Toutefois, Mexico n’apposera pas sa signature sur l’AEUMC si les États-Unis ne suppriment pas ses droits de douane de 25 pour cent sur l’acier et de 10 pour cent sur l’aluminium, a indiqué M. Baker, qui était de passage à Ottawa cette semaine afin de participer à une réunion sur la réforme de l’Organisation mondiale du commerce.

Le sous-ministre a précisé que, pour le gouvernement mexicain, ce problème devait être résolu avant la ratification de l’AEUMC.

Faisant écho aux récents propos du Canada à ce sujet, M. Baker a affirmé que toute proposition des États-Unis pour remplacer les tarifs par un système de quota sur les métaux serait refusée par le Mexique.

Il a expliqué qu’un tel système ne réglerait pas le problème.

«Nous devons faire lever ces tarifs. C’est l’objectif no 1. Comment pouvons-nous y arriver?, a commenté Juan Carlos Baker. Ce genre de distorsion ne devrait pas exister en Amérique du Nord.»

L’accord commercial trilatéral a été conclu avant la date limite décrétée par le Congrès américain.
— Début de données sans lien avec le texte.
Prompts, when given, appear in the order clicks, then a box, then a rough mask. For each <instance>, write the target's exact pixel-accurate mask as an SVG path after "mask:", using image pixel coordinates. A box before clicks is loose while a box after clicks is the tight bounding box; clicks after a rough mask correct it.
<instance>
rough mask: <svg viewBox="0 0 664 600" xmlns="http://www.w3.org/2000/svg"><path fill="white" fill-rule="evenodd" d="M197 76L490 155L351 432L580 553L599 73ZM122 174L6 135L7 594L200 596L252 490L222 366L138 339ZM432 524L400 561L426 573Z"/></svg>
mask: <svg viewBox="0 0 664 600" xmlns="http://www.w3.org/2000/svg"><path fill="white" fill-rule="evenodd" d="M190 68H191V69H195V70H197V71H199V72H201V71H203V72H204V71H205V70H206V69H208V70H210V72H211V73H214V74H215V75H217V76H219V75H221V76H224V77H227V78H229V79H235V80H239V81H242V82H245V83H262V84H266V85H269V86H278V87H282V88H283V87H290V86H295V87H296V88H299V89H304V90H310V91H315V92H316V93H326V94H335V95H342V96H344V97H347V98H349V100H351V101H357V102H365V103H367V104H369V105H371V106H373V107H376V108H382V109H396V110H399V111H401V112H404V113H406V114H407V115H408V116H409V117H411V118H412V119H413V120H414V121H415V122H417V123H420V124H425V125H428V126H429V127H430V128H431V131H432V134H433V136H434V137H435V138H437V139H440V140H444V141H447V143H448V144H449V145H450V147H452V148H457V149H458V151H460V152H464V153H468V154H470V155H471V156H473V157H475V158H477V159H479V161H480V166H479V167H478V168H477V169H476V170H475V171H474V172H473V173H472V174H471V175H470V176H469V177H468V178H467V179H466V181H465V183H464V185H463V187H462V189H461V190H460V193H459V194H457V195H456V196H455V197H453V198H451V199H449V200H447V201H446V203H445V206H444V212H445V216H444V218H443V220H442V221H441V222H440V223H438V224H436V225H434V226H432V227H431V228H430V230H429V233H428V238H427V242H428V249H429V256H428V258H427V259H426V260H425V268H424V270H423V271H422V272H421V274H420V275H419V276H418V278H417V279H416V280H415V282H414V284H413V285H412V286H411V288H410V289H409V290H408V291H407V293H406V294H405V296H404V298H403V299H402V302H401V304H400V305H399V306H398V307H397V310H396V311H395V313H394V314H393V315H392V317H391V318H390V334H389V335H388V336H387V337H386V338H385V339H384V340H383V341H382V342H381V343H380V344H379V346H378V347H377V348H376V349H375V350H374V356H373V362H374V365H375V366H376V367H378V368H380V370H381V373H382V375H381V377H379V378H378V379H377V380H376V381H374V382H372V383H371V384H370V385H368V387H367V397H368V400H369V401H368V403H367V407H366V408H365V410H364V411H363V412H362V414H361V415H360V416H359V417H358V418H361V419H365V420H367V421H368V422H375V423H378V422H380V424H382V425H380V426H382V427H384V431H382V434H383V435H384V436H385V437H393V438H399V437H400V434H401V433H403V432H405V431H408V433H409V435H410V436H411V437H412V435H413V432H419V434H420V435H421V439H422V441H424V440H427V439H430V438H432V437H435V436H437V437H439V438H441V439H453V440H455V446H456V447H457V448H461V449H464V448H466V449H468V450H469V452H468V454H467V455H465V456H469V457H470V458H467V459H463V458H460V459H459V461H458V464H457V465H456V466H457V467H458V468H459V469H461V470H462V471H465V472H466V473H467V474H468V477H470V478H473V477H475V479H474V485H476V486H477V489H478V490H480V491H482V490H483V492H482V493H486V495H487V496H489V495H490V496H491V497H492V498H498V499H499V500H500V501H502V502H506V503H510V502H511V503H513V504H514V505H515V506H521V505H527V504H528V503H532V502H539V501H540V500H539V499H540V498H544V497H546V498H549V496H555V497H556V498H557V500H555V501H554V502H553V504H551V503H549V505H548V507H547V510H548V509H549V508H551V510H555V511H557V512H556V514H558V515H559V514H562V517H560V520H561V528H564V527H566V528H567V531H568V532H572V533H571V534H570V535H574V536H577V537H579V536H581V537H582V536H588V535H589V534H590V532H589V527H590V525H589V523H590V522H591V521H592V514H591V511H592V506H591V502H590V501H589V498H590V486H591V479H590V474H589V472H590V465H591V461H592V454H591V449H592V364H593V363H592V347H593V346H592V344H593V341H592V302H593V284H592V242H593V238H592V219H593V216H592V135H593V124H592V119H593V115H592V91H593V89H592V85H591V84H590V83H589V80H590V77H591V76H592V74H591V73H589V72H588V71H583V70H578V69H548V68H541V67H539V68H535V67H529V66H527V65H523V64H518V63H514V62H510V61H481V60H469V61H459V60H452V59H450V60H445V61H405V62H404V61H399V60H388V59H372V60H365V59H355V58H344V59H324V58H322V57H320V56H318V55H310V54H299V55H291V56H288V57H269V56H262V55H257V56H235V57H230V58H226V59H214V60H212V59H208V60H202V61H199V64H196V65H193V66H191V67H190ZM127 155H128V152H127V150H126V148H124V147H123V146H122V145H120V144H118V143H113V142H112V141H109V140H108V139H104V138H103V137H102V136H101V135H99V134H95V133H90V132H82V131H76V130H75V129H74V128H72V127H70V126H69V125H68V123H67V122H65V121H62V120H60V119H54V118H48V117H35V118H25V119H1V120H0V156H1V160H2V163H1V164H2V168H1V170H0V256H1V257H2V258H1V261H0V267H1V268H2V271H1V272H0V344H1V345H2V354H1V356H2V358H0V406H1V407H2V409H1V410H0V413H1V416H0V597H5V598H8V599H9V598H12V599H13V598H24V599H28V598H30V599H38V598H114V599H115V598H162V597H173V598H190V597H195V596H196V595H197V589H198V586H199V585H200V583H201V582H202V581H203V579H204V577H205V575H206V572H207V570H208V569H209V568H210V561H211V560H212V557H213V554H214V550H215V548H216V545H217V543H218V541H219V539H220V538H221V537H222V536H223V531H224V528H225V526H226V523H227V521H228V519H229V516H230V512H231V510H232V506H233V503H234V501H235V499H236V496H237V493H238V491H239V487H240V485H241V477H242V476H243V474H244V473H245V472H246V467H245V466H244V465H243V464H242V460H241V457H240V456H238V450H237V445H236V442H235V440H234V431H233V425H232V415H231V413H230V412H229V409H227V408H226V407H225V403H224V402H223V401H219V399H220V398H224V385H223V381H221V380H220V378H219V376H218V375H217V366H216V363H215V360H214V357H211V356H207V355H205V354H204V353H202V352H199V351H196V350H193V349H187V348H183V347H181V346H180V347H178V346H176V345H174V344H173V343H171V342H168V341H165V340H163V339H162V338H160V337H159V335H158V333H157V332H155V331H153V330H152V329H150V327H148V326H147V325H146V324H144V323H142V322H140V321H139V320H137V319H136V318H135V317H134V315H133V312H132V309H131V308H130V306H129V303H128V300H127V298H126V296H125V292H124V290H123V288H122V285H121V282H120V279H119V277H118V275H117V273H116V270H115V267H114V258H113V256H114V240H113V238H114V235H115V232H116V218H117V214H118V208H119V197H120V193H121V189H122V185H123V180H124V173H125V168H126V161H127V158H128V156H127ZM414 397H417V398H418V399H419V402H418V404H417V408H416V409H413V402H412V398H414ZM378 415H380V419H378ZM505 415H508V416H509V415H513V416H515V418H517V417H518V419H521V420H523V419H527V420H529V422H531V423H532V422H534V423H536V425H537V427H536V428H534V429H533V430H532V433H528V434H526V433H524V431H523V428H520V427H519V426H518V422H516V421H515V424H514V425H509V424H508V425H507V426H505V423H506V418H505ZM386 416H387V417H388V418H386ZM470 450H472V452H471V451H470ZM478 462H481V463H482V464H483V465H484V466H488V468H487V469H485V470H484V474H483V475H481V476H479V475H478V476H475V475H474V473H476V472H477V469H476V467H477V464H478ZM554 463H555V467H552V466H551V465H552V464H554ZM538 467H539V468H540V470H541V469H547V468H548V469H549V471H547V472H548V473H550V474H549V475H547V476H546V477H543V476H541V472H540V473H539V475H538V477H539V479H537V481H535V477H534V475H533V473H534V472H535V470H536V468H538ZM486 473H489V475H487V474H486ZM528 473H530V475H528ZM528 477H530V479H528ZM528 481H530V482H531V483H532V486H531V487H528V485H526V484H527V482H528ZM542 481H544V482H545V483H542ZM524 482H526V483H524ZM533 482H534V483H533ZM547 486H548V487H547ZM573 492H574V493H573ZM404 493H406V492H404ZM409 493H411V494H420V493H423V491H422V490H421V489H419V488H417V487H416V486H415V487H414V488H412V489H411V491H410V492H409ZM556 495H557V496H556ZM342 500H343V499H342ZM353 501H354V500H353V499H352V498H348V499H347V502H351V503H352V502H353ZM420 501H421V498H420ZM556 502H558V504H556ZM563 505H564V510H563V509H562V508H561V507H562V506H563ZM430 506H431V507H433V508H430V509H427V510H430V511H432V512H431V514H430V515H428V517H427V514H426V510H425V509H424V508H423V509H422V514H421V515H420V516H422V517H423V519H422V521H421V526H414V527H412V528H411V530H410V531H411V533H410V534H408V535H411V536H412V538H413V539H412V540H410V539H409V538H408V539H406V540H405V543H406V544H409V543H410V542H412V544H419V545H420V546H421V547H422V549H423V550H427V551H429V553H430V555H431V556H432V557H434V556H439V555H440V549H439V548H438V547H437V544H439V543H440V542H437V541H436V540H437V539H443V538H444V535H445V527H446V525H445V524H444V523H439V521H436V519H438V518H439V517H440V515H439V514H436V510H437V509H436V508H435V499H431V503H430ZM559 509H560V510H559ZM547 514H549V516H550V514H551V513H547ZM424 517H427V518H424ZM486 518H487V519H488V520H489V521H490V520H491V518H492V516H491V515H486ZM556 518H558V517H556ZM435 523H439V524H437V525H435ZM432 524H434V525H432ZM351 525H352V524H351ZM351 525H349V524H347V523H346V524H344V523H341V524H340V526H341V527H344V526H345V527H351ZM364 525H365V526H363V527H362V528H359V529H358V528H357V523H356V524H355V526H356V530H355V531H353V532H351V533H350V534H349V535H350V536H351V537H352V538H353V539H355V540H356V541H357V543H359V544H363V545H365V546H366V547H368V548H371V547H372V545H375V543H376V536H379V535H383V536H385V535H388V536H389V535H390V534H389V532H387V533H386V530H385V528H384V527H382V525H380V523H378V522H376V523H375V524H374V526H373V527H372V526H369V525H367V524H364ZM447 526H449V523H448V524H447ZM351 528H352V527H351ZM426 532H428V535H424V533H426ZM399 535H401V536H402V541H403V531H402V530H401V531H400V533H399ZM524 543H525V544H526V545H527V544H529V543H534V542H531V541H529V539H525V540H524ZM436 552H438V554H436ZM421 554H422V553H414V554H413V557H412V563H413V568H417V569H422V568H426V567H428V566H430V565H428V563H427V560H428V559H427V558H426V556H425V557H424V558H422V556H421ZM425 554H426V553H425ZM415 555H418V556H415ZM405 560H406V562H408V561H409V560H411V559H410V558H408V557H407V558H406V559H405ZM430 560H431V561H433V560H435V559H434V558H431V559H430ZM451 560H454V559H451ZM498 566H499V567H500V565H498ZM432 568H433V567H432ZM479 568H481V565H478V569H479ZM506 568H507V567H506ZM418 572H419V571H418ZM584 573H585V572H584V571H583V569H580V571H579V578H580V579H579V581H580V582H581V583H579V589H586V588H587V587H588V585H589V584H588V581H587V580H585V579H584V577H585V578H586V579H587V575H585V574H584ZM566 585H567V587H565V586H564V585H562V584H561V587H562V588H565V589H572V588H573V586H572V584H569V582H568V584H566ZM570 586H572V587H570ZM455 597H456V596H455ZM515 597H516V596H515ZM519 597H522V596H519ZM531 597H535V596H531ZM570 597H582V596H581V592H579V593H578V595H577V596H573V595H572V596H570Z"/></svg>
L’objectif était d’accélérer le processus afin que l’entente passe au vote avant le début du mandat du président mexicain élu, Andres Manuel Lopes Obrador, le 1er décembre.

Le premier ministre Justin Trudeau a discuté des tarifs douaniers lors d’une conservation téléphonique avec M. Obrador jeudi.
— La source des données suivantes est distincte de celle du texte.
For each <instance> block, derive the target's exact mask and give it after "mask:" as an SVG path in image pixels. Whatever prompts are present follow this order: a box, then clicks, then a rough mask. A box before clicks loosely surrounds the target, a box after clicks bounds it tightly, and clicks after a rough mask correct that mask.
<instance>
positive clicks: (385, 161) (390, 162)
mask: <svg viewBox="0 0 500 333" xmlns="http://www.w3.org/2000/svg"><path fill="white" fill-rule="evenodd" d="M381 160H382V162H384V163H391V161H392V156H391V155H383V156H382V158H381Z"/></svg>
Dans un communiqué publié vendredi, le bureau du premier ministre a révélé que les deux dirigeants avaient parlé du fait que l’AEUMC «élimine l’incertitude et favorise les investissements et les exportations» ainsi que des droits de douane imposés en juin par le président américain, Donald Trump, pour des raisons de sécurité nationale.
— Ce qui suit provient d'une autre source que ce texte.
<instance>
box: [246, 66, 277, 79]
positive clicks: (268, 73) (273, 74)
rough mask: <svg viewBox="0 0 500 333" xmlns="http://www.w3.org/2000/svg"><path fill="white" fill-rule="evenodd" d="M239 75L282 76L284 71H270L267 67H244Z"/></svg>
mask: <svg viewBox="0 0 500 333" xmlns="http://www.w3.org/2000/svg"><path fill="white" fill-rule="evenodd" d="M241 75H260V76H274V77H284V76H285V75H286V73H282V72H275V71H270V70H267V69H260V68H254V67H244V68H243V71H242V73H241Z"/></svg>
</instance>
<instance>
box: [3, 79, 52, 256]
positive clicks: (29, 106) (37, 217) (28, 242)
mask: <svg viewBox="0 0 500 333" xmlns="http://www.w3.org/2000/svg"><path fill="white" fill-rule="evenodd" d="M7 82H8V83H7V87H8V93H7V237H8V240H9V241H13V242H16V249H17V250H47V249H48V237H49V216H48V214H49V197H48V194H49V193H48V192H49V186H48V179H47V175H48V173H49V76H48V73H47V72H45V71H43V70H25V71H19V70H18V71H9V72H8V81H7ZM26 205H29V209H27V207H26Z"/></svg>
Le Canada et le Mexique ont répliqué aux tarifs douaniers en promulguant leurs propres mesures de rétorsion sur les importations en provenance des États-Unis.

Le sous-ministre Baker a aussi critiqué la surtaxe de 25 pour cent du Canada sur certains produits d’acier étrangers, une mesure visant à mettre fin au dumping.

M. Baker a soutenu que la mesure entrée en vigueur jeudi était injuste pour les produits mexicains.

La décision est vue comme une tentative pour amadouer l’administration Trump en empêchant l’acier bon marché provenant de la Chine de transiter par le Canada pour entrer sur le marché américain.

«Nous comprenons ce que le Canada essaie de faire. Nous sommes seulement déçus de ne pas avoir été exclus de cette mesure», a précisé Juan Carlos Baker.

La discussion entre Justin Trudeau et Andres Manuel Lopez Obrador a eu lieu quelques jours après que le futur ministre des Affaires étrangères du Mexique, Marcelo Ebrard, se soit rendu à Ottawa pour rencontrer la ministre des Affaires étrangères Chrystia Freeland.

M. Ebrard a suggéré que les droits de douane pourraient être levés une fois le nouvel accord commercial nord-américain signé. Les deux ministres sont cependant demeurés vagues quant au moment où cette signature pourrait prendre place.

Le sous-ministre Baker n’a pas écarté la possibilité que l’AEUMC soit ratifié durant le sommet du G20, qui doit s’amorcer le 30 novembre à Buenos Aires.

Les États-Unis, le Mexique et le Canada sont tous les trois membres du G20. Juan Carlos Baker a toutefois reconnu qu’aucune rencontre officielle n’était planifiée pour débattre des tarifs douaniers.